No 1st century seamstress would sew a new piece of unshrunk cloth onto a worn and washed piece of clothing and not just because the two pieces wouldn’t match. Ancient cloth was usually wool or linen, both of which shrunk when washed. After the garment was washed, the new patch would shrink causing it to pucker and pull away from the old. Such a repair job would only make the original tear larger. Cutting a hole out of new fabric would ruin it, as well. The new way of Jesus, a way of grace rather than law, relationship rather than ritual, and faith rather than works, could not be patched into the old religious practices of Judaism.
It’s important to remember that Jesus never said the garment was bad, only that it was old. In fact, the Greek word translated as old was palaios. Meaning old in the sense of worn out and decrepit, palaios conveyed the sense of being obsolete, antiquated, or on its last legs. The garment had served its purpose and it was time for a new one!

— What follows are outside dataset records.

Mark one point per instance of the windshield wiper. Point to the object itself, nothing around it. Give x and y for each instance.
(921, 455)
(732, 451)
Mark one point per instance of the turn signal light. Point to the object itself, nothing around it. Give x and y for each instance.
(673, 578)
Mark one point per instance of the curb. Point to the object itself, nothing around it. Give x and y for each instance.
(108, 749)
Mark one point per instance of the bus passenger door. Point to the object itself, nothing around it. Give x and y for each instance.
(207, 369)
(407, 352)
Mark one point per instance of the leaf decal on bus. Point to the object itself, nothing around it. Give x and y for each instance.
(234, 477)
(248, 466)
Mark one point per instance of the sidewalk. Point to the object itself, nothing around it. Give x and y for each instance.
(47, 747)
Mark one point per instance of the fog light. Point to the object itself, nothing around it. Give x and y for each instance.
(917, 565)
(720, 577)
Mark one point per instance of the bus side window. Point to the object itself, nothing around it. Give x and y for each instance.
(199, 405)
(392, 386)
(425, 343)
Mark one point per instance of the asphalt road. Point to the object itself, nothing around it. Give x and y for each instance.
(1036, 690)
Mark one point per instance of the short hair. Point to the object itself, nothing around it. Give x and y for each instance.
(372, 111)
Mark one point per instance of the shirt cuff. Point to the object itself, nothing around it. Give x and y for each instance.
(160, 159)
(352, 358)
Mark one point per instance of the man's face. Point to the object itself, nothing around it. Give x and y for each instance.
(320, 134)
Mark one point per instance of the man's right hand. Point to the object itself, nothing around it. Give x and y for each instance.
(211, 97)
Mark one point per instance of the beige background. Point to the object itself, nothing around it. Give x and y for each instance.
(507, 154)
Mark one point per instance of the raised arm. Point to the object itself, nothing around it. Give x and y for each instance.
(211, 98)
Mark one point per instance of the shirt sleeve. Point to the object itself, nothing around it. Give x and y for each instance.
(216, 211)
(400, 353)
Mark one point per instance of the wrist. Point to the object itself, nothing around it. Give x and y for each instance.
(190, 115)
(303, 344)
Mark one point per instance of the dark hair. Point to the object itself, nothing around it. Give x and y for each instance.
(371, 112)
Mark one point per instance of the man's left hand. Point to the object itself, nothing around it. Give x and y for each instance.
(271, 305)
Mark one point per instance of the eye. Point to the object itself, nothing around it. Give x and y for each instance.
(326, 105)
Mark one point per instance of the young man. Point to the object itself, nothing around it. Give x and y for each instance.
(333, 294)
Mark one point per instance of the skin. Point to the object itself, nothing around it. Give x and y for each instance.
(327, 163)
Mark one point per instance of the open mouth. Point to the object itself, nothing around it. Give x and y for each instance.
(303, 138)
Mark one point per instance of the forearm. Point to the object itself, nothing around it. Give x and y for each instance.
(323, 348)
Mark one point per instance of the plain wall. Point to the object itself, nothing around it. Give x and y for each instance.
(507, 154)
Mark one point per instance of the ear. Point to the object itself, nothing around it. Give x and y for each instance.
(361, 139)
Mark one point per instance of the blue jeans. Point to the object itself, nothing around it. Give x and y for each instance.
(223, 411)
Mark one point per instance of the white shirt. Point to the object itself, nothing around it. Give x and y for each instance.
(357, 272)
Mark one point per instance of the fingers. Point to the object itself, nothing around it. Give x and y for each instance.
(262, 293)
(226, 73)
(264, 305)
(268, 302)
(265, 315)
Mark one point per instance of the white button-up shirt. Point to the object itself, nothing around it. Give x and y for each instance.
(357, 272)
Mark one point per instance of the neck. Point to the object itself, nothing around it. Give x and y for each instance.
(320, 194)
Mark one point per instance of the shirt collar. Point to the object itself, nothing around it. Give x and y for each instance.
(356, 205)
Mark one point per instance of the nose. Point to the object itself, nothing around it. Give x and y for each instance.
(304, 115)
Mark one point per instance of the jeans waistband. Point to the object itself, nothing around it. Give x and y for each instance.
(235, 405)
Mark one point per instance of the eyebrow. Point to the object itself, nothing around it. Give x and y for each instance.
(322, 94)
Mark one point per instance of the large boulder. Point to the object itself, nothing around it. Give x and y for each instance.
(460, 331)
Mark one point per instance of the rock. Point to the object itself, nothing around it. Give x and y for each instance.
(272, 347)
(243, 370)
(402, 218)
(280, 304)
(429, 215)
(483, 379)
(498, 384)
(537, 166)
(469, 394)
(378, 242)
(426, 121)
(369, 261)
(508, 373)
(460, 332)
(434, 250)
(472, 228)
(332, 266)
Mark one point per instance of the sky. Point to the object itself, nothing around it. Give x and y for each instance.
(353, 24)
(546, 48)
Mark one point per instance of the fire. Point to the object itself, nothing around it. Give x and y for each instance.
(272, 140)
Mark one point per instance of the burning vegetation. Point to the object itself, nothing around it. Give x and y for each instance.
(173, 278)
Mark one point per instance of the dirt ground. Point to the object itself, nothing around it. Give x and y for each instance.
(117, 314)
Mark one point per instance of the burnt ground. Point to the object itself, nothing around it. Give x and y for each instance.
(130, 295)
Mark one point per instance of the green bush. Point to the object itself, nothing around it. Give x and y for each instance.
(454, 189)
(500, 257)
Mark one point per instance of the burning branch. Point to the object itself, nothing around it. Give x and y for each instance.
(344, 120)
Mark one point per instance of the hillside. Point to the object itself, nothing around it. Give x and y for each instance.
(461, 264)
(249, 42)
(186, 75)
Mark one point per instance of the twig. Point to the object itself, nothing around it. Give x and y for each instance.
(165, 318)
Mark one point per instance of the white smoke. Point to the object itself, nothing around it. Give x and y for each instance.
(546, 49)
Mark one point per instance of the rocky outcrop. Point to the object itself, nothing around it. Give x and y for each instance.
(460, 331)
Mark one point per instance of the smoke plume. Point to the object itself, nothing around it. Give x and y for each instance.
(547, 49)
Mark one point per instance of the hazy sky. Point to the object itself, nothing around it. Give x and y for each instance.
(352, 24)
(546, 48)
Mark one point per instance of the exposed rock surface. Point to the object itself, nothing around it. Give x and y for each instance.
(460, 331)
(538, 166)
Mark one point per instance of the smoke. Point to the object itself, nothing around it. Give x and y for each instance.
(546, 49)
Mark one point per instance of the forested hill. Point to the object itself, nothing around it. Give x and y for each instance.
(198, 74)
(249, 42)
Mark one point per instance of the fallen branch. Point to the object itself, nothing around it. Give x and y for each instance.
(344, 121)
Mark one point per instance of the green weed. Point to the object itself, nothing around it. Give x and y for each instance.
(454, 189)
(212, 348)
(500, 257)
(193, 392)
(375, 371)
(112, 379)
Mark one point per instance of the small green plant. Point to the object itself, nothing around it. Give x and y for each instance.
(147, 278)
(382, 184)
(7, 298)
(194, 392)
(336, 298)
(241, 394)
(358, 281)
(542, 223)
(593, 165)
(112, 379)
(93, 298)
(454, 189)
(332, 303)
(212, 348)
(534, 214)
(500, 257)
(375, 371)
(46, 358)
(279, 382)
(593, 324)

Jesus’ way couldn’t be patched into the old religious practices of Judaism and His simple illustration made it clear that, in spite of their shared beginning, Christianity is not an extension or Version 2.1 of Judaism. Rather than repairing or reforming Judaism, He inaugurated a brand-new covenant. He didn’t improve the old system; He replaced it with a new version of man’s relationship with God. Jesus didn’t die on the cross just to repair us; He died and rose again to make us new!